OON AFTER GISA KOTAMI got married, she gave birth to a son whom she loved dearly. Then, one day, when he was just beginning to learn how to walk, he suddenly fell ill and died. This left Gisa Kotami deeply grieved. Unable to accept her only son's death, she roamed the streets with him held tightly in her arms, asking whomever she came across for some medicine that could cure her son and bring him back to life. Luckily she came upon a kindly man who realized her plight and advised her to go and see the Buddha. “The Buddha alone,” he told her, “has the antidote to death.”

When the Buddha saw Gisa Kotami, he realized that she was too grief-stricken to listen to reason and so resorted to some skillful means to help her.
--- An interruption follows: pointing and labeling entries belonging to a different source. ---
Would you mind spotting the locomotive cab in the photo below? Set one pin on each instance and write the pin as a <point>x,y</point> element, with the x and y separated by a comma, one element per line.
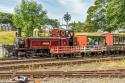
<point>64,33</point>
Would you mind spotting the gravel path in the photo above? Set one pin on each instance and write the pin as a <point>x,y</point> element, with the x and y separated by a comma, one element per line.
<point>82,67</point>
<point>82,80</point>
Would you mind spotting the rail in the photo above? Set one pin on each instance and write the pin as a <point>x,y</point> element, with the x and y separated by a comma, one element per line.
<point>118,73</point>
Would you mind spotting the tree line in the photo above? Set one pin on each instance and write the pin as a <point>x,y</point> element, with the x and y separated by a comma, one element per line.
<point>105,15</point>
<point>28,16</point>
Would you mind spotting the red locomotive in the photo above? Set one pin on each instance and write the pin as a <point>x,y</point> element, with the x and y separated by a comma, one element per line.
<point>62,42</point>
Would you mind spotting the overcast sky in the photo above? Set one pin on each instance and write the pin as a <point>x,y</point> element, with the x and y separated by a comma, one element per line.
<point>55,8</point>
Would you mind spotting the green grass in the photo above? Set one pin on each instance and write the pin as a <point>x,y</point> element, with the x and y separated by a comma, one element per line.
<point>7,37</point>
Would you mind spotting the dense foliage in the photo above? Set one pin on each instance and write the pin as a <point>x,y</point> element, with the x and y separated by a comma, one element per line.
<point>29,15</point>
<point>5,18</point>
<point>106,15</point>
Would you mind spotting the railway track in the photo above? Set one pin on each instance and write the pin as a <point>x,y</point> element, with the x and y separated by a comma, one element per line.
<point>36,63</point>
<point>119,73</point>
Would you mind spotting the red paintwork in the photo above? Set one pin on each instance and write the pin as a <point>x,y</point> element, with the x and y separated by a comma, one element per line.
<point>55,32</point>
<point>41,43</point>
<point>81,40</point>
<point>109,39</point>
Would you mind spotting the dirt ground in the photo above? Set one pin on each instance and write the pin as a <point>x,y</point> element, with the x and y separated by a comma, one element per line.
<point>82,67</point>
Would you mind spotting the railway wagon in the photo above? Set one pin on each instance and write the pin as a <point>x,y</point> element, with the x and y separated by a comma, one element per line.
<point>63,42</point>
<point>60,42</point>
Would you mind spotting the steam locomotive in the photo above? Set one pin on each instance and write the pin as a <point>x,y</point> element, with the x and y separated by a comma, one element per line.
<point>65,42</point>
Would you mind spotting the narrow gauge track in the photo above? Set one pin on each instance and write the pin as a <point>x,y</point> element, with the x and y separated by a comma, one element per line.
<point>119,73</point>
<point>16,65</point>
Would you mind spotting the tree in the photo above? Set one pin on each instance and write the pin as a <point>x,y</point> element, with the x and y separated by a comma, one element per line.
<point>52,22</point>
<point>115,14</point>
<point>5,18</point>
<point>107,15</point>
<point>29,15</point>
<point>78,27</point>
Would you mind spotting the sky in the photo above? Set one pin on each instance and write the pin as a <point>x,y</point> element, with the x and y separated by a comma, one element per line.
<point>55,8</point>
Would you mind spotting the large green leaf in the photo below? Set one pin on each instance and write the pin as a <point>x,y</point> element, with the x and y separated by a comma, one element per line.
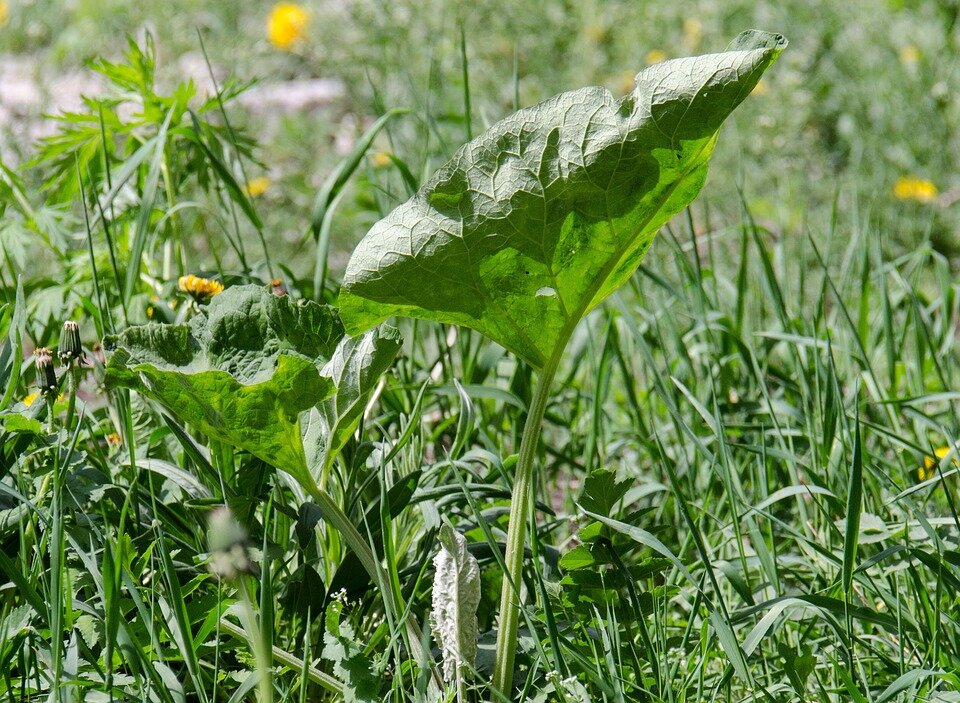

He told her that he could indeed restore her son back to life if she could get him a mustard seed. “However,” the Buddha warned, “the mustard seed must not come from any household where death has ever occurred. If you can bring one back to me, your child will live again.”

Gisa Kotami felt great relief and was overjoyed at the prospect of having her son once more playing at her side. Full of hope, she hurriedly went from house to house, but nowhere could she find a household in which no one had ever died. At last it dawned on her that she was not alone in her grief, for everyone else had suffered the loss of a loved one at one time or another. When she realized that, she lost all attachment to the dead body of her son and understood what the Buddha was trying to teach her: nothing born can ever escape death.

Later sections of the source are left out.